We will continue our efforts to ensure that the clinical trials program addresses the most important medical and scientific questions in cancer treatment and prevention quickly and effectively through state-of-the-art clinical trials that are broadly accessible to cancer patients, populations at risk for cancer, and the physicians who care for them. Despite major advances in our understanding of tumor biology and potential molecular targets for cancer prevention and treatment, our capacity to apply and test these findings in clinical settings has not kept pace. The NCI will invest more resources in developing and testing new therapies and increasing access to and participation in clinical trials. We will also expand surveillance data systems, methods, communications, and training to improve capacity for monitoring progress in cancer control and for exploring potential causes of cancer nationally and among diverse, underserved populations. NCI is also launching research to improve the quality of cancer care by strengthening the information base for cancer care decision making. Researchers must better understand what constitutes quality cancer care, with an emphasis on the patient's perspective; identify geographic, racial/ ethnic, and other disparities in who receives quality care; and strengthen the scientific basis for selecting appropriate interventions. Finally, to sustain new ideas, we will continue to nurture and develop new scientists. To deliver new biology-based interventions, we must educate and train capable physicians. That's why NCI will continue to expand its efforts to design and implement opportunities for scientists at all career levels to meet the challenge of building a stable, diverse cadre of basic, clinical, behavioral, and population scientists trained to work together effectively and use the most advanced technologies.

V. CLOSING

NCI's mission is broad and our approach is necessarily ambitious, because, while our primary role and our expertise is research, our focus and sense of urgency is in serving the American people, the country's cancer patients and their families, friends and neighbors.
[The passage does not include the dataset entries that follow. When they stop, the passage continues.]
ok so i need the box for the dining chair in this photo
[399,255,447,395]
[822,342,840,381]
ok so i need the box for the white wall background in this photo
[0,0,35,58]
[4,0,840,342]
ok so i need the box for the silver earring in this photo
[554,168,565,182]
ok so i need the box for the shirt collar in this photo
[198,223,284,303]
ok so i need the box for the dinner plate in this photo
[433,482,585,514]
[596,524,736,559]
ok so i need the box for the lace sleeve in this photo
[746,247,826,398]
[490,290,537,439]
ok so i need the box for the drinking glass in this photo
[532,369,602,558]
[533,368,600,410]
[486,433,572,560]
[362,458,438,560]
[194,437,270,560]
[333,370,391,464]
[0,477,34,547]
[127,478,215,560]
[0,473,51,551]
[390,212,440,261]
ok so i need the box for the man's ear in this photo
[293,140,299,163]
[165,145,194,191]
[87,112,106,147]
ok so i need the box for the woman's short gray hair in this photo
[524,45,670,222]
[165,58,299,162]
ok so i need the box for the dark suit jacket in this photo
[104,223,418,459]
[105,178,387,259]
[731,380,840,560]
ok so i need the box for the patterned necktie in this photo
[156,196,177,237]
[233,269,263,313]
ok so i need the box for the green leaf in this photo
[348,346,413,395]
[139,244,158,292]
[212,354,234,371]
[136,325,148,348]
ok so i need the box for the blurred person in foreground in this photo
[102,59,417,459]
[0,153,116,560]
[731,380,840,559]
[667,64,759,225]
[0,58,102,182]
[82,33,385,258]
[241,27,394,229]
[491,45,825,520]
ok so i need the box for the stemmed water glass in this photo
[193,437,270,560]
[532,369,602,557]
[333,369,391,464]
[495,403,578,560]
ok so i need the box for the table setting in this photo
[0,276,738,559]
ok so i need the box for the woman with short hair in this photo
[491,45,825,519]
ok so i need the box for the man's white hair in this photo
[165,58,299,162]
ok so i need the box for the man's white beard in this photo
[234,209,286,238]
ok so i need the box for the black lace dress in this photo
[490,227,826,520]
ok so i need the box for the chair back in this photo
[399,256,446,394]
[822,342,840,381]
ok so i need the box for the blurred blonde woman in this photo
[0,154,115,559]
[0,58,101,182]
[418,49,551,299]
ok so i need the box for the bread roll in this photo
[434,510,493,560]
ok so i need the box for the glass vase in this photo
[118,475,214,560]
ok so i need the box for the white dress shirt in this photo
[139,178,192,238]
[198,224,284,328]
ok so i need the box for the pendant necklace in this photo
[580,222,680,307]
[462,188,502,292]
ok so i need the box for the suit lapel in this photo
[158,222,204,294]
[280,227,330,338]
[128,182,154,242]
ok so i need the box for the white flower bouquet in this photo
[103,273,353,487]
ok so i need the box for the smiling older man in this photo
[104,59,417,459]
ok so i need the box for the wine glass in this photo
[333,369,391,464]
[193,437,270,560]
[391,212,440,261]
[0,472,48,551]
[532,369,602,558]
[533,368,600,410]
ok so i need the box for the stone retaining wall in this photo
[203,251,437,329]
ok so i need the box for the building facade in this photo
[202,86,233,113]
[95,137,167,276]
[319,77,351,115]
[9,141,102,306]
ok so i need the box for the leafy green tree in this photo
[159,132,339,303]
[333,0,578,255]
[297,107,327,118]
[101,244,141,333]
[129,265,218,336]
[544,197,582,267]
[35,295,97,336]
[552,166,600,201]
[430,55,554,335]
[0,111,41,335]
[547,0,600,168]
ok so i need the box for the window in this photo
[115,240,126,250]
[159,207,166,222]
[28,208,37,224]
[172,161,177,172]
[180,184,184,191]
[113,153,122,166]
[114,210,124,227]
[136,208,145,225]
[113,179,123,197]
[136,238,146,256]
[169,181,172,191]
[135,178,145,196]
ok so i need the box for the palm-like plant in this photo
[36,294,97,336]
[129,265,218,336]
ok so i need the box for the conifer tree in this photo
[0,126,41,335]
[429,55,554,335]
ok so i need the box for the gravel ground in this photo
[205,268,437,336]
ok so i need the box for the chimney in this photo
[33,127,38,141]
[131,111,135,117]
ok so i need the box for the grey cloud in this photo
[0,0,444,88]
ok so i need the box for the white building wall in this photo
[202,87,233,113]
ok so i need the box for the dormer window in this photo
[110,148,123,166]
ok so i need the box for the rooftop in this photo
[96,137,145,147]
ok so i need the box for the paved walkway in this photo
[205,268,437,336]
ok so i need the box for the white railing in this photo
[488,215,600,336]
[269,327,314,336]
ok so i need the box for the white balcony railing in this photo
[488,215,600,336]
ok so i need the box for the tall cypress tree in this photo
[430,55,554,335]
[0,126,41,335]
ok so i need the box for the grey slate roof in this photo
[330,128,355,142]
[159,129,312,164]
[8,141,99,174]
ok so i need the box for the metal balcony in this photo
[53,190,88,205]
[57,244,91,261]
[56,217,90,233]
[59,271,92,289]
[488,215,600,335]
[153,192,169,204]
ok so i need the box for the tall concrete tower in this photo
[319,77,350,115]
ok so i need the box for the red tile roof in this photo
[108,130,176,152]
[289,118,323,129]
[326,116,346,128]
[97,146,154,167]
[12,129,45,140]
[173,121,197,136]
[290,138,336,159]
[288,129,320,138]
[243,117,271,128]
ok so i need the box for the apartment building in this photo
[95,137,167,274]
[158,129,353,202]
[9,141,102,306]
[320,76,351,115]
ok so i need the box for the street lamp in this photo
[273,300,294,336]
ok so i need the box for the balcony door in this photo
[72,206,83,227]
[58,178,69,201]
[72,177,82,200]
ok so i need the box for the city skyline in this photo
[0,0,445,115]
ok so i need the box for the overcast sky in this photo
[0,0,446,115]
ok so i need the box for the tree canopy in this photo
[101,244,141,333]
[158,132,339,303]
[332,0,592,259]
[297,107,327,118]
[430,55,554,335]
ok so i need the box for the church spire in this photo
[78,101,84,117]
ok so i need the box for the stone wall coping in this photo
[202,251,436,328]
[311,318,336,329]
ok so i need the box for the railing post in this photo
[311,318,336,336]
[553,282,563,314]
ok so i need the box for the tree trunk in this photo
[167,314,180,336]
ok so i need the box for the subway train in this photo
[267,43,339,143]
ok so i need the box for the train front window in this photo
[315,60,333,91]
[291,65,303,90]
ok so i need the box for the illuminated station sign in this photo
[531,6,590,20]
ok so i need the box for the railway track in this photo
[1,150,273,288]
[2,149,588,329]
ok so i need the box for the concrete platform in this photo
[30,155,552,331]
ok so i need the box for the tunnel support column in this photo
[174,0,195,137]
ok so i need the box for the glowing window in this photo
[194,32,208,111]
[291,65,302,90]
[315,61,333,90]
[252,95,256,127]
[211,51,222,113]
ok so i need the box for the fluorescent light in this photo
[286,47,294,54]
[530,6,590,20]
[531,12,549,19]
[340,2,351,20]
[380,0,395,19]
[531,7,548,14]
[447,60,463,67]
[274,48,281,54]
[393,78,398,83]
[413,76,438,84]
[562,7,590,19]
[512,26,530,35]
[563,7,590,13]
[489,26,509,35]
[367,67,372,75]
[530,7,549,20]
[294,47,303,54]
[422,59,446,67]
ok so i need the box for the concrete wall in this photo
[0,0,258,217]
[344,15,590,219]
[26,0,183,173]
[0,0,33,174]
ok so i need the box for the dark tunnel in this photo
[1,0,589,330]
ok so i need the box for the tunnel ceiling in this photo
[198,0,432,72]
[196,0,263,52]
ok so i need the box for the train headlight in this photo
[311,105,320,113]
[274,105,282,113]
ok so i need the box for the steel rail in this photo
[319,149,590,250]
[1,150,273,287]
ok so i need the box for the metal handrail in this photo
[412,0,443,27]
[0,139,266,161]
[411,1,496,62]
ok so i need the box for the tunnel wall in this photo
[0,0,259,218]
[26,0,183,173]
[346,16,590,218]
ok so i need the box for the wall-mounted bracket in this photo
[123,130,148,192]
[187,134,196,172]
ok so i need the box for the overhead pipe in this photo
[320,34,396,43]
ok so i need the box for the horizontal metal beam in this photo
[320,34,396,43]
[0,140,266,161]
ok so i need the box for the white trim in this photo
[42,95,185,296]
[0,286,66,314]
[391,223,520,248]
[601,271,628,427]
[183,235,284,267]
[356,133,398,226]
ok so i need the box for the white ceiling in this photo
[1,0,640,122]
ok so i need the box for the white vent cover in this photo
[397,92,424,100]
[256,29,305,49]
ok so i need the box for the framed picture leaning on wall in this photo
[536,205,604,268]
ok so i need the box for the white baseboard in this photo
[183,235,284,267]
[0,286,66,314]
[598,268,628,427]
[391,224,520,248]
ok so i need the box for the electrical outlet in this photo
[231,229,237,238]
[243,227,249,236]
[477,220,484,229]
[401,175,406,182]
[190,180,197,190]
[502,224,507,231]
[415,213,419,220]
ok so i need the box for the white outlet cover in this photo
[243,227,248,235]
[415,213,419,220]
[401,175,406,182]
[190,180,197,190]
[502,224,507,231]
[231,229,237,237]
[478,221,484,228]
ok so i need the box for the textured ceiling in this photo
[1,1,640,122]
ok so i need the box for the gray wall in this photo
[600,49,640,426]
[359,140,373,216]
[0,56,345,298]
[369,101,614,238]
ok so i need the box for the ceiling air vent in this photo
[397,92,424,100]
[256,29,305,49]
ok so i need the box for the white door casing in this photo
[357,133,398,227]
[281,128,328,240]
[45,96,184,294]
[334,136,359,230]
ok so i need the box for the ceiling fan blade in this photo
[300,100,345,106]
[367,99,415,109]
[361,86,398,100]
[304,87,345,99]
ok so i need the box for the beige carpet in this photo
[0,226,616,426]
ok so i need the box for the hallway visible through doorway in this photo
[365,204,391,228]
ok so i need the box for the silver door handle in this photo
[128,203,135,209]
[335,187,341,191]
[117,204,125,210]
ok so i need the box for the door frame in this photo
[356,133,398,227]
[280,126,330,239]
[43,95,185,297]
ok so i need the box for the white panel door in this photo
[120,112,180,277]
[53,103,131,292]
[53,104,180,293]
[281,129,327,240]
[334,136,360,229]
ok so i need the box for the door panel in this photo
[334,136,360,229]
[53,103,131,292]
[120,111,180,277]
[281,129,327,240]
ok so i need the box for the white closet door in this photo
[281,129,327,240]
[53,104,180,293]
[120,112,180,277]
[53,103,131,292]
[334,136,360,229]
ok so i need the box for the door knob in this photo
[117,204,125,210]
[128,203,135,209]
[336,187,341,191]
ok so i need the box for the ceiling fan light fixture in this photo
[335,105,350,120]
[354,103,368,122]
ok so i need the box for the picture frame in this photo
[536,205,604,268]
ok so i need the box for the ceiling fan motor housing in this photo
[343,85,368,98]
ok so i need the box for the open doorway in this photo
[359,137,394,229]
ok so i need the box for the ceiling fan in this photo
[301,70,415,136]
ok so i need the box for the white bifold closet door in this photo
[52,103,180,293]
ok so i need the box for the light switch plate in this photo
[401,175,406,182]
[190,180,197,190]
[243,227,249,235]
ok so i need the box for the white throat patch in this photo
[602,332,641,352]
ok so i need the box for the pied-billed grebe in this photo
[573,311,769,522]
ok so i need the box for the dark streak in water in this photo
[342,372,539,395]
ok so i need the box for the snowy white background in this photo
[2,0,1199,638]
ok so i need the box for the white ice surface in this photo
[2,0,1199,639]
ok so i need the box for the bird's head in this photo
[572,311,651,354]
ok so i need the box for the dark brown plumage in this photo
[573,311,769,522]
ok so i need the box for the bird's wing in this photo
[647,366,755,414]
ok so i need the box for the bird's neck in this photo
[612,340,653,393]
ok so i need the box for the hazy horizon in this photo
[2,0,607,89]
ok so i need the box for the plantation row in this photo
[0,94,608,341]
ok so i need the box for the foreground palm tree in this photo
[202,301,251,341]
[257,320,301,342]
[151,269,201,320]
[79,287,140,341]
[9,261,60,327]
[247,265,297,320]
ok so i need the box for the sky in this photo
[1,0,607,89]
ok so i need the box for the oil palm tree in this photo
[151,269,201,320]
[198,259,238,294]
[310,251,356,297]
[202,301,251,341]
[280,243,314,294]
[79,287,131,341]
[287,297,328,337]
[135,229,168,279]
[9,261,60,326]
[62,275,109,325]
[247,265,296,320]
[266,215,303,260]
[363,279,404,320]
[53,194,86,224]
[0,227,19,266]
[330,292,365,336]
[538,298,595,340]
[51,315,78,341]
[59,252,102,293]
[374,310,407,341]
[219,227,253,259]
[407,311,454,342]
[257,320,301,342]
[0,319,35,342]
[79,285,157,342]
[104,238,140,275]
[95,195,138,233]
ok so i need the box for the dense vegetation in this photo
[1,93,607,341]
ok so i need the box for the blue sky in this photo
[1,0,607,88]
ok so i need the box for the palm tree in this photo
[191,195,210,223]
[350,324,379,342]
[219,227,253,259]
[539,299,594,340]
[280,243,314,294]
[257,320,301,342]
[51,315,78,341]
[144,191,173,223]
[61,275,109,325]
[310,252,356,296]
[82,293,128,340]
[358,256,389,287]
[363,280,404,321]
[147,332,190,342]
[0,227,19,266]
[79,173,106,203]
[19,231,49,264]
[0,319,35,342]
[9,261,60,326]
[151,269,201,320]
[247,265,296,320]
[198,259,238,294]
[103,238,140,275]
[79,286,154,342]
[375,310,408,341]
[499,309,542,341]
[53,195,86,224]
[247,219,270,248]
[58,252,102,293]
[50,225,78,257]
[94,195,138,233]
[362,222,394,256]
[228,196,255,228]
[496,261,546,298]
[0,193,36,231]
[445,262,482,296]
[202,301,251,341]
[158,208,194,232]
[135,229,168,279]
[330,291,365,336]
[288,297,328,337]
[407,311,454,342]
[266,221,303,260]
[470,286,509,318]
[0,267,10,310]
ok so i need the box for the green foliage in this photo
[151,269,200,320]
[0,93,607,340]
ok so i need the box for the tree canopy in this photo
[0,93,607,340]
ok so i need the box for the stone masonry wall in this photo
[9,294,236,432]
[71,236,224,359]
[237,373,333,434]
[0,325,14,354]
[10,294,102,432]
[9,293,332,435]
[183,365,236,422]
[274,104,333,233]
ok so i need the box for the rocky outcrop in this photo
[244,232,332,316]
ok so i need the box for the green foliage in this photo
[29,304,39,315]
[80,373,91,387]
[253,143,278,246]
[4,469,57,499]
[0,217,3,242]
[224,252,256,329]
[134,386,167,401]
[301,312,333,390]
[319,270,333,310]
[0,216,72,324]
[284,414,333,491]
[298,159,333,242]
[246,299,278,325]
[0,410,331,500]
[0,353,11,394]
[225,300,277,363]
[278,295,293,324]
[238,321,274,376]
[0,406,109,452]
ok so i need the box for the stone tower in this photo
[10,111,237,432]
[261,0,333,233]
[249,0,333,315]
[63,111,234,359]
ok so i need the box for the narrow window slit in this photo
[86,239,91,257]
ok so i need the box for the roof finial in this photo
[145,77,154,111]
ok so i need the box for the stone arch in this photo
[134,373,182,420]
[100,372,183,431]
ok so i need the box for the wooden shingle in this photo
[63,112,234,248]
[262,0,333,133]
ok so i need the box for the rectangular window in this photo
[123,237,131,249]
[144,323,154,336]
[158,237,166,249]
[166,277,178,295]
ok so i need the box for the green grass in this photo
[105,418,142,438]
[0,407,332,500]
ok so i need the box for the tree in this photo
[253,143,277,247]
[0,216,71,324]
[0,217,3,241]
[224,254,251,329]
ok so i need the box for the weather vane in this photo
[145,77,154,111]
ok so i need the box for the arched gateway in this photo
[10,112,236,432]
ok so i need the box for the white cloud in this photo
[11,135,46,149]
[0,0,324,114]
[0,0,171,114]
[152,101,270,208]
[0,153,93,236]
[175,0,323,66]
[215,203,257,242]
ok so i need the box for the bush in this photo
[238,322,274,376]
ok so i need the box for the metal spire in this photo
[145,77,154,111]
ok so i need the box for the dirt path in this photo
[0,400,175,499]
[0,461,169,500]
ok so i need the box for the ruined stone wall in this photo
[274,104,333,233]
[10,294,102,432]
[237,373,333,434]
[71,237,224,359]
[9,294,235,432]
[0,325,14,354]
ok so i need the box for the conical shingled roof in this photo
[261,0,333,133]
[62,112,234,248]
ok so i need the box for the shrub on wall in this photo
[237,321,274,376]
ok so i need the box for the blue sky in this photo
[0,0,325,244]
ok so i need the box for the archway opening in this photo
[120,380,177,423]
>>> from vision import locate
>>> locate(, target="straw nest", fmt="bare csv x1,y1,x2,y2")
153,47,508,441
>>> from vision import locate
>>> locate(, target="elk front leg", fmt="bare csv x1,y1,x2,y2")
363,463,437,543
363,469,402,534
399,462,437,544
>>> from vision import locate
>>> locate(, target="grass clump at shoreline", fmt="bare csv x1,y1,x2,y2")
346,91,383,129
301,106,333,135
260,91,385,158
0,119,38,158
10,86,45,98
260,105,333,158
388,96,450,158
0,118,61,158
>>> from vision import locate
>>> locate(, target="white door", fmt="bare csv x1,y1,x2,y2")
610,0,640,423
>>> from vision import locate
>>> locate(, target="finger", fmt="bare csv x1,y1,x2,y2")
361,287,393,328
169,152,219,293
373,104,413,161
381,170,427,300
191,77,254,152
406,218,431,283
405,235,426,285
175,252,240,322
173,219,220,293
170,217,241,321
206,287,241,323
As director of NCI, a doctor, an investigator, and a cancer survivor, I share the urgency of America's cancer patients and I am confident that the efforts I've highlighted and many additional activities will bring us closer to the ending the death and suffering caused by this disease.

VI. BUDGET STATEMENT/GPRA

I am pleased to present the President's budget request for the National Cancer Institute for FY 2003, a sum of $4,724,505,000, which reflects an increase of $514,784,000 over the comparable Fiscal Year 2002 appropriation.

The NIH budget request includes the performance information required by the Government Performance and Results Act (GPRA) of 1993. Prominent in the performance data is NIH's second annual performance report which compares to our FY 2001 results to the goals in our FY 2001 performance plan.